We are reading pupil size from the ML2 goggle, and in some rare cases, pupil tracking is lost, and the eye camera images appear to be mis-cropped, as shown below. Does anyone have any idea what might be causing this?
These are the left and right temple eye images from the same acquisition session and at the same time frame. The left eye appears normal with proper readings, but the right eye has lost its reading.
Moreover, we are experiencing a low success rate in eye calibration. The program keeps prompting us to change the nose pad or forehead pad, but it still fails even after trying all available pad combinations. Since we are only interested in pupil size and not gaze location, how important is it to complete the eye calibration? Additionally, do you have any suggestions for improving the calibration success rate?

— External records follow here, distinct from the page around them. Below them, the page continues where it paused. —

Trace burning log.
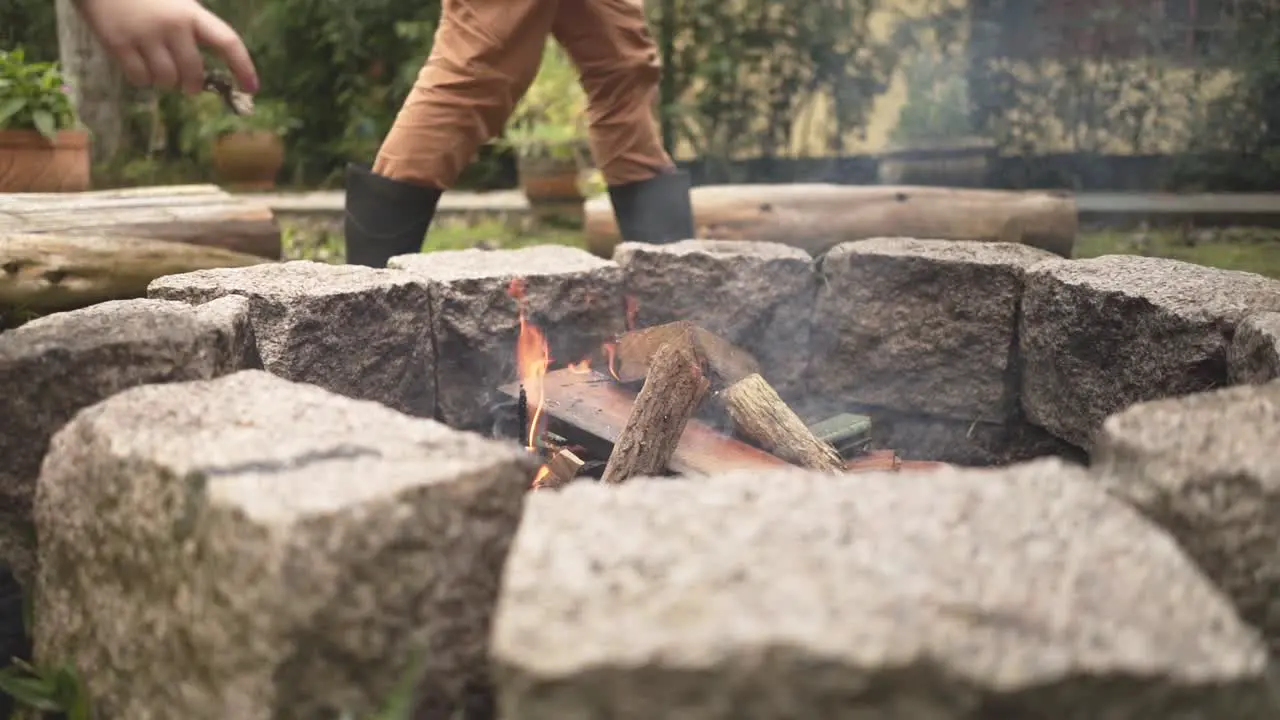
[608,320,760,383]
[534,450,586,489]
[498,369,786,475]
[845,450,902,473]
[602,332,710,484]
[721,373,845,473]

@ababilinski@wangzipai96 I can answer that as I am the dev that implemented the imagery capture for the project.
For some background:
The code used to capture the imagery was largely pulled from examples provided by the developer resources at the end of 2023.
At the end of 2024 we made the move to update the Unity project to use the ML SDK v2.5.0 along with OpenXR.
I don’t believe the aforementioned issue was encountered with earlier builds from before the migration, so I don’t know if perhaps something has changed with the API since then.
The image capture code in out project has not changed between the migration.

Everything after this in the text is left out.